Parkinson, a former governor of Kansas who came to the organization in January, said his group realizes the pressure on Congress and the states to find ways to slow the growth of Medicare and Medicaid, which together pay for most nursing home care. “We understand the budget situation is so dramatic that the status quo can’t continue,” he said. “We want to be part of the solutions to the long-term deficit.”
But Parkinson is critical of a key feature of the new health law that aims to slow growth of Medicare – the creation of an independent panel that will have broad authority to recommend ways to curb Medicare spending. Starting in 2015, the Independent Payment Advisory Board — a 15 member independent panel, to be appointed by the president and confirmed by the Senate-would make its recommendations if spending passed certain benchmarks. Congress would be required to accept those or offer others that would achieve the same effect.
Like a number of other provider groups that oppose the new board, Parkinson said Congress should not give up its authority to a panel that is not directly accountable to the public. “IPAB further erodes our ability to advocate on behalf of older people,” he said.
Parkinson also opposes efforts by Republicans to turn Medicaid, the federal-state health program for low-income people, into a block grant program that would give states more flexibility. “It potentially could be very bad for nursing homes,” he said, citing the likelihood that providers would see additional cuts in reimbursements.
The typical nursing home counts on Medicaid to cover about seven out of 10 residents. Many states are already curbing reimbursements.
In addition, nursing homes receive money from Medicare. Those payments will be cut by $14.6 billion over the next decade under the health law to help finance the coverage for 32 million Americans who currently are uninsured. The first of those cuts begin in October. Parkinson said the industry agreed to the cuts partly because it feared an even bigger one. But reducing the number of uninsured Americans by 32 million under the law by 2018 will do little for nursing homes because nearly all of their residents already have coverage.
The association wants Congress to consider paying nursing homes and other providers a single fee for a patient’s illness episode rather than a per day fee.
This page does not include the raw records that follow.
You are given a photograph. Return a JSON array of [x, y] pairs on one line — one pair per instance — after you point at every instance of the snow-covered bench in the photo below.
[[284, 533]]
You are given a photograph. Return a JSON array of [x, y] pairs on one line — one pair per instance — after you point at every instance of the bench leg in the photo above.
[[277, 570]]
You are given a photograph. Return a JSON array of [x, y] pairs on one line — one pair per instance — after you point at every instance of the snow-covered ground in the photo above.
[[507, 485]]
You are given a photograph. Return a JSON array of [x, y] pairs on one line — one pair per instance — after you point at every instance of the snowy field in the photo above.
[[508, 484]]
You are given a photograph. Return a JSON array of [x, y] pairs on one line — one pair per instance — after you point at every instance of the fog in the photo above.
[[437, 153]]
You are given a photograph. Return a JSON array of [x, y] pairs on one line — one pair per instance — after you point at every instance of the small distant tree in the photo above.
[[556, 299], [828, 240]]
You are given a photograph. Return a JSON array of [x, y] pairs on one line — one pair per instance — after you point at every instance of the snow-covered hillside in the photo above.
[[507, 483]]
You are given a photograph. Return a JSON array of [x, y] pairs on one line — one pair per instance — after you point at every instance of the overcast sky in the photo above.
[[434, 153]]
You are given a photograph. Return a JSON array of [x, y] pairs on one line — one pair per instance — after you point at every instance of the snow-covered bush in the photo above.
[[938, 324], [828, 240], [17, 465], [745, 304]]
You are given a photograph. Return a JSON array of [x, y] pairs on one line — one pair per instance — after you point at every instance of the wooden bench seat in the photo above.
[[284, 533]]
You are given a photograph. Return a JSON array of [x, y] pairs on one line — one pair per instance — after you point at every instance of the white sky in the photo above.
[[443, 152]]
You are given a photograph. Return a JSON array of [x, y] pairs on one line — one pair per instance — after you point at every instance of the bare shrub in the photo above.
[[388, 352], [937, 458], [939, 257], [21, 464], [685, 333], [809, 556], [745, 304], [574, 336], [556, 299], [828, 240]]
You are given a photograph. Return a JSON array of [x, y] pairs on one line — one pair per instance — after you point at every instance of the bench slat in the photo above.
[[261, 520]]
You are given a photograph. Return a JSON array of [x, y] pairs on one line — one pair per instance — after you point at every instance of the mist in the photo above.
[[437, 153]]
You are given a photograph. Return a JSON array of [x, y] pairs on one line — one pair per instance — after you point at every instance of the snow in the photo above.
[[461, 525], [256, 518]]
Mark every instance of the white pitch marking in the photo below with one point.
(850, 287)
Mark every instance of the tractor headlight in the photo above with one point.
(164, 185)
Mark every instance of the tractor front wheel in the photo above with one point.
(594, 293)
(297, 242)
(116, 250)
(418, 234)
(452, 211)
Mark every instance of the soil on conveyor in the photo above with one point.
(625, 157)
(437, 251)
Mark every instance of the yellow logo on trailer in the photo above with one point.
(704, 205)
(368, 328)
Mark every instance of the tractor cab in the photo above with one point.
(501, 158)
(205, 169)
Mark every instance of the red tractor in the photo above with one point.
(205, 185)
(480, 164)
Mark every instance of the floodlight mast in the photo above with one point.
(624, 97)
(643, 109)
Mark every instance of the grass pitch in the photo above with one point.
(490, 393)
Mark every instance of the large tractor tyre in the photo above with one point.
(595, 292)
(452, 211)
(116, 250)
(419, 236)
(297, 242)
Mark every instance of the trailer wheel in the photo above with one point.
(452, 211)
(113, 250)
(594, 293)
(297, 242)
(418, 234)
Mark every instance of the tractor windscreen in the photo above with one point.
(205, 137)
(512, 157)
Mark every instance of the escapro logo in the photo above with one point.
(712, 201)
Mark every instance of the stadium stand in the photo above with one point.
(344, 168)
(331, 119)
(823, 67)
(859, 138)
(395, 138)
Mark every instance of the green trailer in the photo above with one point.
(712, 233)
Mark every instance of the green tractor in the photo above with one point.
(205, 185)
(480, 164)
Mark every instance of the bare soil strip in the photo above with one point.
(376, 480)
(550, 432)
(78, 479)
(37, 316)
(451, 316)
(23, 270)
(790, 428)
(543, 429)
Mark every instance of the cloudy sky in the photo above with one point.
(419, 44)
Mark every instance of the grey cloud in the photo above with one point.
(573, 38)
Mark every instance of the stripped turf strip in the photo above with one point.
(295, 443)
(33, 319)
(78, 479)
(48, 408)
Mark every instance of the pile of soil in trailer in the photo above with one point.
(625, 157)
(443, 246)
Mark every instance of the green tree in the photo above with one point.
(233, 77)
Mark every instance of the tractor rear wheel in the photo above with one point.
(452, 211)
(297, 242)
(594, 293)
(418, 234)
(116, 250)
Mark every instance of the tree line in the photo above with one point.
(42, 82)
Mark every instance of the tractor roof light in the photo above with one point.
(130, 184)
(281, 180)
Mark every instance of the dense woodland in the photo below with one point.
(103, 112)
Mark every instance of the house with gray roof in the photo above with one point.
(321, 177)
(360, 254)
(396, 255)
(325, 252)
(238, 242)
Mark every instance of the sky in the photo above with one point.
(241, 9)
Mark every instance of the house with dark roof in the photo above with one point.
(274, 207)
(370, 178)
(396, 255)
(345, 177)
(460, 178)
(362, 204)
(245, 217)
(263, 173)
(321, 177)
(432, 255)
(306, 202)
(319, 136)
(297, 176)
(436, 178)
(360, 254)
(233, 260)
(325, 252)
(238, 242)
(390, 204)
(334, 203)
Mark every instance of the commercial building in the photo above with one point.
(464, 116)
That way if a patient needs a hip replacement, providers would determine how to split up the money and would be rewarded only if the patients did well.
Another priority of the association is making sure nursing homes can be included in the new accountable care organizations that will start next year in the Medicare program and are expected to also be offered in the private sector.
ACOs, which would be formed most likely by hospitals and doctors, would get paid by Medicare and other insurers a lump sum each year to care for a population and would share in any savings if they can hold down cost while meeting quality targets. “We don’t want nursing home to get left behind,” Parkinson said.